At present, there are only minimum and maximum number of shares that a corporate needs to buy to satisfy the norms. The companies misuse the guidelines to jack up the stock price without actually buying back enough shares. Now, Sebi plans to close this loophole. Under the new norms, a firm will not be allowed to close its buyback offer until a definite quantity of shares has been bought back.
We (Sebi) have taken feedback from merchant bankers. The amount of shares bought back will be linked to the cash flow of the company. Corporate can close a buyback only after a definite quantity has been bought from the open market, an official familiar with the proposal said.
In 2011-12, for instance, out of the 16 announced buyback offers, there were only 5 offers where the actual amount bought back was more than half of the announced size of the buyback. In 11 other cases, the actual amount was much lower than the announced size.
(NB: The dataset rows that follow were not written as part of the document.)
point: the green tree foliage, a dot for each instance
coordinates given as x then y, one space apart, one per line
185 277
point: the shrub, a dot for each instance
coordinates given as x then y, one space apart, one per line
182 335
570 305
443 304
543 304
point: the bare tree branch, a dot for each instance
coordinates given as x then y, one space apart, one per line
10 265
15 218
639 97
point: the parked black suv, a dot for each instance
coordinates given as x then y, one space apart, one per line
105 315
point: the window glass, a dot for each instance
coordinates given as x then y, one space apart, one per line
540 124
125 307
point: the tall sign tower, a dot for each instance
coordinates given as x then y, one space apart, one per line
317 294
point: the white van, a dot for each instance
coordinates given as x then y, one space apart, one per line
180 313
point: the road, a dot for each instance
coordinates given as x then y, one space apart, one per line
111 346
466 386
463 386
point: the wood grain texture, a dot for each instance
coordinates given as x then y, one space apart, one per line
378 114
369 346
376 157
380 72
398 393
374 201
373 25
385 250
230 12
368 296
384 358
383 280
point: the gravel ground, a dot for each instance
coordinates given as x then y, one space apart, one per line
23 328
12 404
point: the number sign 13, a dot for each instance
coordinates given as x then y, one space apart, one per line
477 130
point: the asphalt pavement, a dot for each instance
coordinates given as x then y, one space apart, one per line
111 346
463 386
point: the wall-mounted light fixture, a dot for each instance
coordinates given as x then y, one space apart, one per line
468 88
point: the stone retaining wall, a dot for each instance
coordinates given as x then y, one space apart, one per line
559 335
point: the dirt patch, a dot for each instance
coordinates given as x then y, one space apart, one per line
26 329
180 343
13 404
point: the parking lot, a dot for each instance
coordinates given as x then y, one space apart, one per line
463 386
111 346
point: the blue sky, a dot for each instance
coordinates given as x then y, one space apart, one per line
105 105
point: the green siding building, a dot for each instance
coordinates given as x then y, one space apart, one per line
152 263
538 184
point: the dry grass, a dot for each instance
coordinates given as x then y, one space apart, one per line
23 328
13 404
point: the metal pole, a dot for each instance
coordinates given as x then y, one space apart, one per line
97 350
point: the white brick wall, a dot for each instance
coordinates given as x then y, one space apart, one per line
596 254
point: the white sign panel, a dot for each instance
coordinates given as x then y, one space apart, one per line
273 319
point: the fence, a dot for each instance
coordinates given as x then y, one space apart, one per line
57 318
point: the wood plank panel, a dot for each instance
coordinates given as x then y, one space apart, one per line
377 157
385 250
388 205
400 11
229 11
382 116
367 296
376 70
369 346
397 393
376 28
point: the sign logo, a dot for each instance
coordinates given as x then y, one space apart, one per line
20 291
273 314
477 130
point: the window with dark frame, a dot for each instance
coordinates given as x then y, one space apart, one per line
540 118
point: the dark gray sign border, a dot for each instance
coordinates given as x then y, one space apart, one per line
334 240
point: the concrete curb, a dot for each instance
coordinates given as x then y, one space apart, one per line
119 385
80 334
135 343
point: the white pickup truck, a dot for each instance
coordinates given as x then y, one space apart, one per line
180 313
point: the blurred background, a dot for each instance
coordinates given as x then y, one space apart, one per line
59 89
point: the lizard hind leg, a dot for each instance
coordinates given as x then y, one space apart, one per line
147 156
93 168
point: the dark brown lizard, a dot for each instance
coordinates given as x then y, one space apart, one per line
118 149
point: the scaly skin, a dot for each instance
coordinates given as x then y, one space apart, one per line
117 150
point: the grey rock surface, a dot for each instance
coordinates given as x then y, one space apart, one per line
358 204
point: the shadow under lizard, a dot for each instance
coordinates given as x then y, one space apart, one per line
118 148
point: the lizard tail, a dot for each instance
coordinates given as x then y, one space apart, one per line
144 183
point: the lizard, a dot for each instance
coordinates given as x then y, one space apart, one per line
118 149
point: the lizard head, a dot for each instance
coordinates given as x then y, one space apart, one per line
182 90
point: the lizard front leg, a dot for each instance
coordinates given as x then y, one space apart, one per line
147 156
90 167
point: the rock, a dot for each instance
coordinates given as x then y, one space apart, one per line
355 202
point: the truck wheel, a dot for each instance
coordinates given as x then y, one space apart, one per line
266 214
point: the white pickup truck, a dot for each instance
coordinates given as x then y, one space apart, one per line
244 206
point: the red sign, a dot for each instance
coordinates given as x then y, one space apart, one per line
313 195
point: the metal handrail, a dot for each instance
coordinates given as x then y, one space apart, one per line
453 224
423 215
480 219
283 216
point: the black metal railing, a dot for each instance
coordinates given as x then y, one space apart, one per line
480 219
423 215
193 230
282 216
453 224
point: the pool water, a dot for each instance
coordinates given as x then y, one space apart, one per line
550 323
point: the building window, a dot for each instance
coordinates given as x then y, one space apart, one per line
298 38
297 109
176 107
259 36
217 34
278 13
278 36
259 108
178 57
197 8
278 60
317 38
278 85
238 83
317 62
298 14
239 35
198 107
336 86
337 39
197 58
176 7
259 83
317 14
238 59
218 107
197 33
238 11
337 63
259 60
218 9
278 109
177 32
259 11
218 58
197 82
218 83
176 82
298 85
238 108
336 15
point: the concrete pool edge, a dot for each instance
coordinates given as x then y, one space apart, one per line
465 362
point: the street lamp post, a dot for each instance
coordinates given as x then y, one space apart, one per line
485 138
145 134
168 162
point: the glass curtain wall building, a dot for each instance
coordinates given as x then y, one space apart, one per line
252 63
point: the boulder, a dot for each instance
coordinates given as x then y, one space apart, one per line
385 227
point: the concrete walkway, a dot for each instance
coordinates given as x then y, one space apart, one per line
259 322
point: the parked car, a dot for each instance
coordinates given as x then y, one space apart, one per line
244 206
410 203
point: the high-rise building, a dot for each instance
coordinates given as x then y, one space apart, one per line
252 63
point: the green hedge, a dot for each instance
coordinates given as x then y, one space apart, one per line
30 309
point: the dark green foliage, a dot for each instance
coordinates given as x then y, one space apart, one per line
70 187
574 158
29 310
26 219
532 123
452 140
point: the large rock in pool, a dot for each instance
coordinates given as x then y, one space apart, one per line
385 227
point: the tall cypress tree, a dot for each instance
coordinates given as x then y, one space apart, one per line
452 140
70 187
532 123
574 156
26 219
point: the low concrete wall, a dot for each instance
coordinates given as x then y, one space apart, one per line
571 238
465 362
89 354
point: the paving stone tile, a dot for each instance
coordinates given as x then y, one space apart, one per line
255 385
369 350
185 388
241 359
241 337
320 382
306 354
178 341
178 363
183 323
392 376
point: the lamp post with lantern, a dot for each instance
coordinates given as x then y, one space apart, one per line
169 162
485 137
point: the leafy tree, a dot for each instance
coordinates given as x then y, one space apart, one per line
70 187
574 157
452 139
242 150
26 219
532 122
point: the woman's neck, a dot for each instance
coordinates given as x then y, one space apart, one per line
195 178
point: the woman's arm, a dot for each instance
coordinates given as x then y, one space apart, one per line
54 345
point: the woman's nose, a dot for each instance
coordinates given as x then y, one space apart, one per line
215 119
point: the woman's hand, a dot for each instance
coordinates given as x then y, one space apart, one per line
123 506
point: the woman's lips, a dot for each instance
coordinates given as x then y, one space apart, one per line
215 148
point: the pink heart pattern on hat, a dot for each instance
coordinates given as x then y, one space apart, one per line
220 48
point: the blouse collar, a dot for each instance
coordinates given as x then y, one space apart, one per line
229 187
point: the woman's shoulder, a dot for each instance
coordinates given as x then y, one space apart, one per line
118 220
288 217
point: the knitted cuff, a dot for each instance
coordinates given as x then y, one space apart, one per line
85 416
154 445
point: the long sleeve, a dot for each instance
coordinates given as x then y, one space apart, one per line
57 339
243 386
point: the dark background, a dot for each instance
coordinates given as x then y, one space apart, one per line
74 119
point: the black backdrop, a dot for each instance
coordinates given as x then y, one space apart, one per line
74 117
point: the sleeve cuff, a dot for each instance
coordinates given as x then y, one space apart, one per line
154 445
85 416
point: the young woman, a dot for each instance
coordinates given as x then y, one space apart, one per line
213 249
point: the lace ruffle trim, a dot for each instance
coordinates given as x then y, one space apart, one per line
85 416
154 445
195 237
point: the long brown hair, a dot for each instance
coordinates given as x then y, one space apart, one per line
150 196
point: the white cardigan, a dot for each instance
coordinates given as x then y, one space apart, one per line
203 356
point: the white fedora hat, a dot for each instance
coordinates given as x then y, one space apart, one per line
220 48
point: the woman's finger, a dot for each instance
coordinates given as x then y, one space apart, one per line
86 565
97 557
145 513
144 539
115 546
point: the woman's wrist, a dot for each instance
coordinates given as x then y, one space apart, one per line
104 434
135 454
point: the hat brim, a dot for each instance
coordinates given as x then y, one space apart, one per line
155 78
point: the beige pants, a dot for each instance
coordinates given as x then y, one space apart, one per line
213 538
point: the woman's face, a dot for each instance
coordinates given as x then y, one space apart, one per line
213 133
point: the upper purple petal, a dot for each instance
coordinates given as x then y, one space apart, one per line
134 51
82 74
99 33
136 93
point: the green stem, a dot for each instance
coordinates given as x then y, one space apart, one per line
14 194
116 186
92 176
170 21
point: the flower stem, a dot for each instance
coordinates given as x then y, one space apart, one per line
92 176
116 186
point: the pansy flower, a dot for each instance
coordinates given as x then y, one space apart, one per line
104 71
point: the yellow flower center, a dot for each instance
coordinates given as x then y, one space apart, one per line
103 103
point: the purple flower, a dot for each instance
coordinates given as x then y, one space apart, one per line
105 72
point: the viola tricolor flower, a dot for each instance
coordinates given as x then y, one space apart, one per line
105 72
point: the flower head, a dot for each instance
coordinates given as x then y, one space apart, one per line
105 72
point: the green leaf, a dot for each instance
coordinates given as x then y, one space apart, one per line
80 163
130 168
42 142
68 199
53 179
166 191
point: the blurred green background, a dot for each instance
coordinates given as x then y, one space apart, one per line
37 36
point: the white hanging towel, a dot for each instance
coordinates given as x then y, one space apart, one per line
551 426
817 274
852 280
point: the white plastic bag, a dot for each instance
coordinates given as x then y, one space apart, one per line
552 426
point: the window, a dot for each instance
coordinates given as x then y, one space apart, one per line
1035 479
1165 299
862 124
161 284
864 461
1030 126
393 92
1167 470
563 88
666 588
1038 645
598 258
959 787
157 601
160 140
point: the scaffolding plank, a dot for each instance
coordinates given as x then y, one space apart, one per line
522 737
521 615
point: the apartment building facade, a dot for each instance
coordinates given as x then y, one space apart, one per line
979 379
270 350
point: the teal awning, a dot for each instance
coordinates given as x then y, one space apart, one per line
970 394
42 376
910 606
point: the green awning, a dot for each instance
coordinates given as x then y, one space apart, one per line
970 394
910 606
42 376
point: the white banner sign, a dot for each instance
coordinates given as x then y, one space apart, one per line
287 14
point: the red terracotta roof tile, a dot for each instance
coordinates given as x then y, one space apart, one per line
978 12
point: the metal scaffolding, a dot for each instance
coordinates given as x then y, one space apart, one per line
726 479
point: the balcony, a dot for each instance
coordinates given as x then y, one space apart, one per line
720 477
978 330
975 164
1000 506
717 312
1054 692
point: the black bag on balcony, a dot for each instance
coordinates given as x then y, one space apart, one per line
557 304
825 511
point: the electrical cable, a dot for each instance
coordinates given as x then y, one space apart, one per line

There are certain issues in buybacks through the open market purchase. We plan to announce necessary changes in due course, the official said. In their inputs to Sebi, merchant bankers have expressed concerns in stipulating a definite quantity to be bought back, arguing that it would actually depend upon the free cash flow available with the company.
Companies typically resort to buybacks when they feel the existing stock price is much lower than the share's intrinsic value.
A share buyback announcement typically helps in pushing up the stock price. As per the existing norms, companies can pick either the tender offer route or the open market purchase route to buybacks. Nearly 90% of the buybacks are done through the open market channel.
In a tender offer, a company makes an offer to buy a certain number of shares at a specific price directly from shareholders. In February 2012, Sebi amended the norms under the tender offer by making it mandatory for companies to disclose the buyback ratio. This ratio indicates the percentage of market value that is being reduced by the share buyback activity.